Quedé estupefacto cuando me aseguró que tampoco votará a Susana Díaz, quien ha ganado alguna elección, gobierna y tiene una carrera universitaria, cualidades que tratan de explotar sus más acérrimos seguidores y animadores de su candidatura, aún no presentada aunque ya anunciada. Pero no merece el apoyo de mi amigo en primarias. No se fía de ella, ni de sus palabras vacías y reiterativas.

Forma parte de la normalidad democrática que algún militante socialista no quiera votar a ninguno de los candidatos a las primarias. Pero es triste que sea cual sea el resultado de los comicios internos del PSOE este partido seguirá dividido. Ya se habla de ruptura en dos partidos. Qué triste. Las primarias no parecen un buen invento.

España necesita de un PSOE fuerte, con sus defectos y sus virtudes. Y Susana Díaz no parece que goce del apoyo de los viejos socialistas, de los que no tienen duda sobre qué partido necesita España. Y no es precisamente un partido que se parezca a Podemos.
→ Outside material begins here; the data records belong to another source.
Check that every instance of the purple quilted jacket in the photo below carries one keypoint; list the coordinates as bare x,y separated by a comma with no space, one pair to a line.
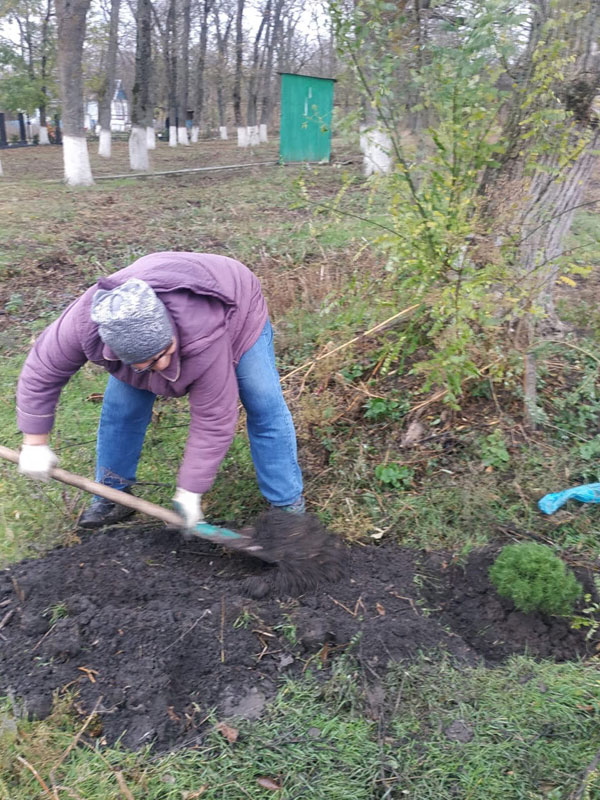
218,312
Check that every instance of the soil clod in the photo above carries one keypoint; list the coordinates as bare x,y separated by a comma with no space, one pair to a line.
167,630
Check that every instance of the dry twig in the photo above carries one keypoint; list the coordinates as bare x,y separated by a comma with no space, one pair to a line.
37,776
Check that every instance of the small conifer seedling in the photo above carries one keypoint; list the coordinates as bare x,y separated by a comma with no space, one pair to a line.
535,579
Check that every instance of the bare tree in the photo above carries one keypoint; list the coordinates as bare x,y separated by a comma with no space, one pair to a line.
271,42
254,74
169,42
184,73
71,18
205,9
141,110
546,181
107,87
222,40
44,61
237,80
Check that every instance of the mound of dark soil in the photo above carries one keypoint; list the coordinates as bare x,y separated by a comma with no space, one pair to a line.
466,602
164,630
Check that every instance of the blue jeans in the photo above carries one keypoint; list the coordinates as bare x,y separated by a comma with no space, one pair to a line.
126,412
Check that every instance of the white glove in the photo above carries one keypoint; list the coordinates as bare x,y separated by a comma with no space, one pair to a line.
36,461
189,506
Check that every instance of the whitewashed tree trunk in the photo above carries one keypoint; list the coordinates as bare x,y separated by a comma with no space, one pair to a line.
138,149
107,86
76,161
71,18
141,111
376,146
104,143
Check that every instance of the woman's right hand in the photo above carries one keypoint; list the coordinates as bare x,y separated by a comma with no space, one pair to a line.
36,461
Susana está perdiendo crédito en el PSOE. Y también en Andalucía en un efecto que se tornará en progresión aritmética, entre otras razones porque no da pie con bola como presidenta de la Junta. La última, negarse a bajar el impuesto de sucesiones, llamar ricos a los herederos andaluces que se ven obligados a pagar por su herencia y, por último, tratar de zafarse de las críticas intentando que sea Rajoy quien gestione ese impuesto en el ámbito de Andalucía.

Si Susana da muestras de que no sabe gobernar Andalucía, a pesar del apoyo ciego que tiene en sus rastreros socios de Ciudadanos, como va a poder unir a un PSOE cada vez más distante entre sí.